Dat de ‘veldgewassen’ en het ‘kruid des velds’ specifiek verwijst naar gecultiveerde planten zien we ook aan het feit dat deze planten volgens Genesis 2:5 afhankelijk zijn van mensen die de aardbodem moeten bewerken. Bovendien gaat de bredere context van dit vers over de aanleg van de Hof van Eden, een tuin die door Adam en Eva bewerkt moest worden, hetgeen wederom bevestigt dat het hier om cultuurgewassen moet gaan.
De tweede schijnbare tegenstrijdigheid laat zich gemakkelijk oplossen. De bomen die in Genesis 2:9 geschapen worden zijn overduidelijk specifiek de bomen in de Hof van Eden.

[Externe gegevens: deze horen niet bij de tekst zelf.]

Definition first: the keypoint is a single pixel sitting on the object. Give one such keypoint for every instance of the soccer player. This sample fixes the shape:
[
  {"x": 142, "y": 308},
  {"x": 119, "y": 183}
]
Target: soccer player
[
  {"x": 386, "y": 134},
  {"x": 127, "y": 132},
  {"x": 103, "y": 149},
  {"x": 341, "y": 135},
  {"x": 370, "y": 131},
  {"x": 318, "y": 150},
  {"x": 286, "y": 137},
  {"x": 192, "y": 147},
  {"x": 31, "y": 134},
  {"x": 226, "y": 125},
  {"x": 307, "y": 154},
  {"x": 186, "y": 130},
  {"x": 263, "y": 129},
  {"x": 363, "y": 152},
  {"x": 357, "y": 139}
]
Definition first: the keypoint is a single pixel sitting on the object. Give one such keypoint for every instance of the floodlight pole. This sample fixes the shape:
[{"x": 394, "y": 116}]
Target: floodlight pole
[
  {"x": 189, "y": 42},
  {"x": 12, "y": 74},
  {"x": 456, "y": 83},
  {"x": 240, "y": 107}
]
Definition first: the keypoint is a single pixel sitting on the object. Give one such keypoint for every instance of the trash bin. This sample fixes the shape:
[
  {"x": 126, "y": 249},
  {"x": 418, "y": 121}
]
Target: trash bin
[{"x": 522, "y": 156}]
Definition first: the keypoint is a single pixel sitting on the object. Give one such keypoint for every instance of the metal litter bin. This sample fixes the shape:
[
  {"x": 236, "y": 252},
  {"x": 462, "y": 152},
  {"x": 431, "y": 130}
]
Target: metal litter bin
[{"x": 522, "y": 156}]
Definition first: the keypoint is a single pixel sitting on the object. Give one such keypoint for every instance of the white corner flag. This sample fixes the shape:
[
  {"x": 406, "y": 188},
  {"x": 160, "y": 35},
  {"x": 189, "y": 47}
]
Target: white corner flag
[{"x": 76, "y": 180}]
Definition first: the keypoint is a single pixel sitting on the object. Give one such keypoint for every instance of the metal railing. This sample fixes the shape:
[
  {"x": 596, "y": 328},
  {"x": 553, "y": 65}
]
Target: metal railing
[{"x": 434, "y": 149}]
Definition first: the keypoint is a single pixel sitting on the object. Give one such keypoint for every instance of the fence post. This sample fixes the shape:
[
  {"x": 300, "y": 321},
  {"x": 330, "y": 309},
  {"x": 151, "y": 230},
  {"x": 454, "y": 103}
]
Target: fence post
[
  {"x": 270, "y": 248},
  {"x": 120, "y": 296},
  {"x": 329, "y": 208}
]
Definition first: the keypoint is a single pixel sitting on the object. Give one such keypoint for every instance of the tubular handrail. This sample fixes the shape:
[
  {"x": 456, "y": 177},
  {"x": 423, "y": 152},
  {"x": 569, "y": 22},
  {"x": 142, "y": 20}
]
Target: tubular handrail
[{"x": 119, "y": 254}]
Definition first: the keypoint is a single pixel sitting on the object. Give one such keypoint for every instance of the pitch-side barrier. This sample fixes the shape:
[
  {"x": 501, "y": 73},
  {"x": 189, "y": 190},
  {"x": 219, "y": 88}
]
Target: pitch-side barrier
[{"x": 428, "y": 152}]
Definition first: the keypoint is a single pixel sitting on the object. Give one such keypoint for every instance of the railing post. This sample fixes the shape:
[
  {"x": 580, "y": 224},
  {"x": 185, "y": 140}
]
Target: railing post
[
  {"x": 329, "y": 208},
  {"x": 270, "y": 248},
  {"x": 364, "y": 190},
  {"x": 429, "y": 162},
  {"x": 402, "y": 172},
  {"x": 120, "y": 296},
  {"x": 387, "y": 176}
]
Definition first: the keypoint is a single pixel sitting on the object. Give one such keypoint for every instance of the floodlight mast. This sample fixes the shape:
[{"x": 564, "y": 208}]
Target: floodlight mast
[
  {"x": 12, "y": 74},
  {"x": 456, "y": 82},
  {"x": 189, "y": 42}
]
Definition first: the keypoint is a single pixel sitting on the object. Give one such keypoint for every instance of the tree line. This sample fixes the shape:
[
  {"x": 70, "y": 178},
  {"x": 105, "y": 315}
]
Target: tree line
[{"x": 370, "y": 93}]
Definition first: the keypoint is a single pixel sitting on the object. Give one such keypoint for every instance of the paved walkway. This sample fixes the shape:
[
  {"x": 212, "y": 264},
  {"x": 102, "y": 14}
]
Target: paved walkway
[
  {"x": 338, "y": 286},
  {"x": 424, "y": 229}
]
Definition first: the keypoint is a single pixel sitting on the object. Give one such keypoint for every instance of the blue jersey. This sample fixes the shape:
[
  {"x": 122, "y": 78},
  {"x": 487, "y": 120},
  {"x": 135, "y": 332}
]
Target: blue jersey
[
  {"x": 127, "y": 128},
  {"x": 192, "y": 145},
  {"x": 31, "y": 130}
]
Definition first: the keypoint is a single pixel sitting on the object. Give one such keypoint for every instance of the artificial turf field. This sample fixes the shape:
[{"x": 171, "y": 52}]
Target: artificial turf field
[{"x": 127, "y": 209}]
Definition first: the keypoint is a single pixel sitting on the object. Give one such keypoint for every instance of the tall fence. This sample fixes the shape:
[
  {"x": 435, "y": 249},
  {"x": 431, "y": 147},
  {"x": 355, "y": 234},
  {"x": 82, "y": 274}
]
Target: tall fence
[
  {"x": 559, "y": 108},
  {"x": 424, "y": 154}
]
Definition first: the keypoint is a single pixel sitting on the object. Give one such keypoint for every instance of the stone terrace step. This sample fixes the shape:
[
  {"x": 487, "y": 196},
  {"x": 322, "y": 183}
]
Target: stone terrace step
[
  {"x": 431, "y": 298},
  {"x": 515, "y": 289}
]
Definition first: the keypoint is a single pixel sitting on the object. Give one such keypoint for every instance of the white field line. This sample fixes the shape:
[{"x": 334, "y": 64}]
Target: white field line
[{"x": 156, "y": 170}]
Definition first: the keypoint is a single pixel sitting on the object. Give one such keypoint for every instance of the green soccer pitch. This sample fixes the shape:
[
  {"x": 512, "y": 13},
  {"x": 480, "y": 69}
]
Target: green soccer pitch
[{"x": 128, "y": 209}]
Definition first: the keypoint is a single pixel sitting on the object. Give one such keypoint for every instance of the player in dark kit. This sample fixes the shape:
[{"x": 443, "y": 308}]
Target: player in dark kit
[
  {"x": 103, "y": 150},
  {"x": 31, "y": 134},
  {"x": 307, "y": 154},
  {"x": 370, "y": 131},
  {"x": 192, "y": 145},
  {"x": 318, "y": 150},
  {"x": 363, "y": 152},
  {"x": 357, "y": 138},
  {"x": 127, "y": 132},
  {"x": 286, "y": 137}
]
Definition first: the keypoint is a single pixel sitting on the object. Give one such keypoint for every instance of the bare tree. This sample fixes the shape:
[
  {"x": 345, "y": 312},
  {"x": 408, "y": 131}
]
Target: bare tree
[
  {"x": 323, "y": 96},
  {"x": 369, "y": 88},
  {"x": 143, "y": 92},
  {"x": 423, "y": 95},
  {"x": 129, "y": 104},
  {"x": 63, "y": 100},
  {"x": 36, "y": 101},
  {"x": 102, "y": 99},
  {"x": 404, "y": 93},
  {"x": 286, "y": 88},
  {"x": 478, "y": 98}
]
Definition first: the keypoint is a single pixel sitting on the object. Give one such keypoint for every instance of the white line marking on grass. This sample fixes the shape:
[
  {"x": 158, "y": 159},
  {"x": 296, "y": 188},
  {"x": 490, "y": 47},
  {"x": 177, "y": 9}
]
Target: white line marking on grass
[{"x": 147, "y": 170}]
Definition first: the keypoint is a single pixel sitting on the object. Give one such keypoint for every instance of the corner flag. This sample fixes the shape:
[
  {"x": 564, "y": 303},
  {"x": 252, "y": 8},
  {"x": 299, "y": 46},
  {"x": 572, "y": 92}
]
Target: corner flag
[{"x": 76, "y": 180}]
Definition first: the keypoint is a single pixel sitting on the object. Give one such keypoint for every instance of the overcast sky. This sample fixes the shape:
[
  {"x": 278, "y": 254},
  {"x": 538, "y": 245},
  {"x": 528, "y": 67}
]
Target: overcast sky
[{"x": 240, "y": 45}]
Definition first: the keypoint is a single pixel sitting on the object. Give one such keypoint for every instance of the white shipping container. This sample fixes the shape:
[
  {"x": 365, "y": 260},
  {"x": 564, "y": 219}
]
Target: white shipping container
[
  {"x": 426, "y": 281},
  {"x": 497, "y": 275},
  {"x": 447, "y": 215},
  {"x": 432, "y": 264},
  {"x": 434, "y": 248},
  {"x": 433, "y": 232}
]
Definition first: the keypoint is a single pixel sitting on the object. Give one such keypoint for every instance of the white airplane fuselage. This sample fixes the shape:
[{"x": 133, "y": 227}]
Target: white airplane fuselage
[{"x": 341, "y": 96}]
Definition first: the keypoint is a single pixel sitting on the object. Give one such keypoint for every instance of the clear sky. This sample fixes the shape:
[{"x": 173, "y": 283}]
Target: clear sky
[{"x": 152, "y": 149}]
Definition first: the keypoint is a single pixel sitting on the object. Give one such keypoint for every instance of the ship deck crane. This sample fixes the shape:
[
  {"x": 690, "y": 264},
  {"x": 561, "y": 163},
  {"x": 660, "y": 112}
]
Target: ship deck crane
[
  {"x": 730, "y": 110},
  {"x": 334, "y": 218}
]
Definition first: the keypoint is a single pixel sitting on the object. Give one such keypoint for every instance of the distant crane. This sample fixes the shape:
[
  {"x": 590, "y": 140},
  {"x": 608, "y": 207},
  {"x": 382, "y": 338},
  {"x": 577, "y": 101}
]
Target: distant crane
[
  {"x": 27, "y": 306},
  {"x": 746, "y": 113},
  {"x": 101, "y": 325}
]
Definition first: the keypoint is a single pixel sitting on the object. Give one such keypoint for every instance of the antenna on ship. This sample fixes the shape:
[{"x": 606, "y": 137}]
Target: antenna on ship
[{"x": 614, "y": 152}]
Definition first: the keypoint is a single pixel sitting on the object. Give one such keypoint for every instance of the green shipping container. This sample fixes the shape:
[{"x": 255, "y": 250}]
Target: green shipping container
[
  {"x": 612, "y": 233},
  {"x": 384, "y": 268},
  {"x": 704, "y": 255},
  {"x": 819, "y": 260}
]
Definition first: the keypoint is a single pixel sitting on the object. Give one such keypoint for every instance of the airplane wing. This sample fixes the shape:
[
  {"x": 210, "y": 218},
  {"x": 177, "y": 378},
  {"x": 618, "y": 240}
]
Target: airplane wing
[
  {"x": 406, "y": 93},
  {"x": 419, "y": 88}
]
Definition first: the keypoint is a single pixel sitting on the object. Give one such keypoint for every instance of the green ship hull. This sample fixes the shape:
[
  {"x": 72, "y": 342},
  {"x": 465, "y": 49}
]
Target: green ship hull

Dan nu de derde. Genesis 2:19 zegt: ‘En de HERE God formeerde uit de aardbodem al het gedierte des velds en al het gevogelte des hemels.’ Dit lijkt in Genesis 2 plaats te vinden na de schepping van Adam, terwijl de vogels en landdieren in Genesis 1 voor de mens werden gemaakt.
Voor deze ogenschijnlijke contradictie bestaan twee mogelijke oplossingen. Ten eerste zou het kunnen dat de hier genoemde vogels en landdieren slechts de dieren waren die zich in de Hof van Eden bevonden, en dat dit niet over alle vogels en landdieren ter wereld gaat. Een tweede optie betreft de vertaling van het woordje ‘formeerde’. In het Hebreeuws hangt de exacte tijdsbepaling van een werkwoord af van de context. In het licht van Genesis 1 kan dit woordje dus ook vertaald worden met het voltooid deelwoord ‘had geformeerd’. Dat is ook de keuze die de Statenvertaling maakt (‘had gemaakt’).
Bij nadere analyse blijken Genesis 1 en 2 elkaar dus niet tegen te spreken, maar aan te vullen.